The right mental model is "the AI helps scale a review process that humans designed and calibrated."

A better workflow looks like this:

1. Create a rubric.
2. Have humans score a representative sample.
3. Prompt the judge model with the same rubric.
4. Compare judge scores to human scores.
5. Inspect disagreements.
6. Improve the judge prompt or rubric.
7. Use the judge at scale, with ongoing human spot checks.

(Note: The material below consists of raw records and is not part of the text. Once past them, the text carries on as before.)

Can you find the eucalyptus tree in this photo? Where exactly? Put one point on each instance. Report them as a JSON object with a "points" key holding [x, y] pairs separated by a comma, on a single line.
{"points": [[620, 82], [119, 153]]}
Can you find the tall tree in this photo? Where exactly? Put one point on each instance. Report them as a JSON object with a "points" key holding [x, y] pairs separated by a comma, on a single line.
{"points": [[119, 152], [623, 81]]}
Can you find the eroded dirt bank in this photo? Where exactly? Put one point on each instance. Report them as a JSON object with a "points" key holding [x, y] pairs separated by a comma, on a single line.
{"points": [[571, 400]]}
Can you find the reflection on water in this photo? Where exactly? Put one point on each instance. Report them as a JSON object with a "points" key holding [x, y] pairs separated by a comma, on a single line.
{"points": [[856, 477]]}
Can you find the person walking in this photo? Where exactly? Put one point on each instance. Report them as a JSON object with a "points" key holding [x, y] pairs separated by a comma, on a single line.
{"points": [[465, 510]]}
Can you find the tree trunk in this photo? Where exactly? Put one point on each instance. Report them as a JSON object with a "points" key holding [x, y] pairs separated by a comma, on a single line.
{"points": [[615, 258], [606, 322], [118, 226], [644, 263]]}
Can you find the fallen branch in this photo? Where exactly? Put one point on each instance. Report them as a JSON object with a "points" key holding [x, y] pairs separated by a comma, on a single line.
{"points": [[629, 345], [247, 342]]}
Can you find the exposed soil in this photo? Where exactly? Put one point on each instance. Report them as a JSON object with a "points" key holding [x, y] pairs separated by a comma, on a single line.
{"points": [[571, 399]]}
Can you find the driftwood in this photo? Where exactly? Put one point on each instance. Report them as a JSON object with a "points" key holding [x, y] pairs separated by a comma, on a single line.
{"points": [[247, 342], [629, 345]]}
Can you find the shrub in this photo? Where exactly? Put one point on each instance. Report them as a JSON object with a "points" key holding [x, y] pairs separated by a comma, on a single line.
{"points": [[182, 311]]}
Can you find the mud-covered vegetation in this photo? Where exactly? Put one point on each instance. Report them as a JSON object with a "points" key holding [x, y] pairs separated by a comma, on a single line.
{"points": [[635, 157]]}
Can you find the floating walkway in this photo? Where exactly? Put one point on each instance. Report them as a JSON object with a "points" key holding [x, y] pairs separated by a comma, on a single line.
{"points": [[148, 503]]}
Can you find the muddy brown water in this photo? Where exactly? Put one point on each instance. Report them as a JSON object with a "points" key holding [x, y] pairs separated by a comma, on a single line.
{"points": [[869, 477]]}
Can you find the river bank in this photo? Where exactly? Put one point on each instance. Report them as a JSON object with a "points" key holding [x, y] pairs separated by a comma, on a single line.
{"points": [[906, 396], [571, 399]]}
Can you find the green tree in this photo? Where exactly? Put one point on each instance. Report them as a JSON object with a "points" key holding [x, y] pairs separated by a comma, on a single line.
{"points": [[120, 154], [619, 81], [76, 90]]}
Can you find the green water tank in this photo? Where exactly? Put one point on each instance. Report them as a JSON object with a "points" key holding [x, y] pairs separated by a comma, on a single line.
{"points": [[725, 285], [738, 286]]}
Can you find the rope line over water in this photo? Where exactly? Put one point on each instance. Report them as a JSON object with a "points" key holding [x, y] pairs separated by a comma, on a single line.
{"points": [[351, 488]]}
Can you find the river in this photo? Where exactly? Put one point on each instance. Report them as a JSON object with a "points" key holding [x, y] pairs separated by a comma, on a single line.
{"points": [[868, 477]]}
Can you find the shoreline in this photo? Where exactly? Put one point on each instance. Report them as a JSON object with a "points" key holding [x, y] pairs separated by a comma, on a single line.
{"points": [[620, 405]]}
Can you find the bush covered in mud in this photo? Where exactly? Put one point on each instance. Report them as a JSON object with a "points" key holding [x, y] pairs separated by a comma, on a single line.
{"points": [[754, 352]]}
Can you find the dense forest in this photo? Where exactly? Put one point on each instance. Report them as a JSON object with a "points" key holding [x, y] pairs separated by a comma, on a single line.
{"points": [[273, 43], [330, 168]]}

LLM judges are accelerators. They are not a substitute for knowing what quality means.

5. Online Evals

Offline evals tell you how the system performs in the lab. Online evals tell you how it performs in the world.

Production users are wonderfully inconvenient. They reveal problems your curated dataset missed.

Useful online signals include:

• acceptance rate: did the user keep or use the output?
• copy rate: did the user copy the generated answer?
• regeneration rate: did they keep asking for another try?
• correction rate: how much did they edit the result?
• abandonment rate: did they leave after the AI response?
• escalation rate: did they need a human?
• time to first useful answer: how long until the user actually made progress?
• cost per successful task: how much did useful automation cost?

"Time to first useful answer" is especially important.

Developers often measure time to first token because it is easy. Users care about getting something useful. A fast model that gives three bad answers may be slower in product terms than a slightly slower model that gets it right the first time.

Match the Eval to the Task

A common mistake is trying to create one generic "AI quality score."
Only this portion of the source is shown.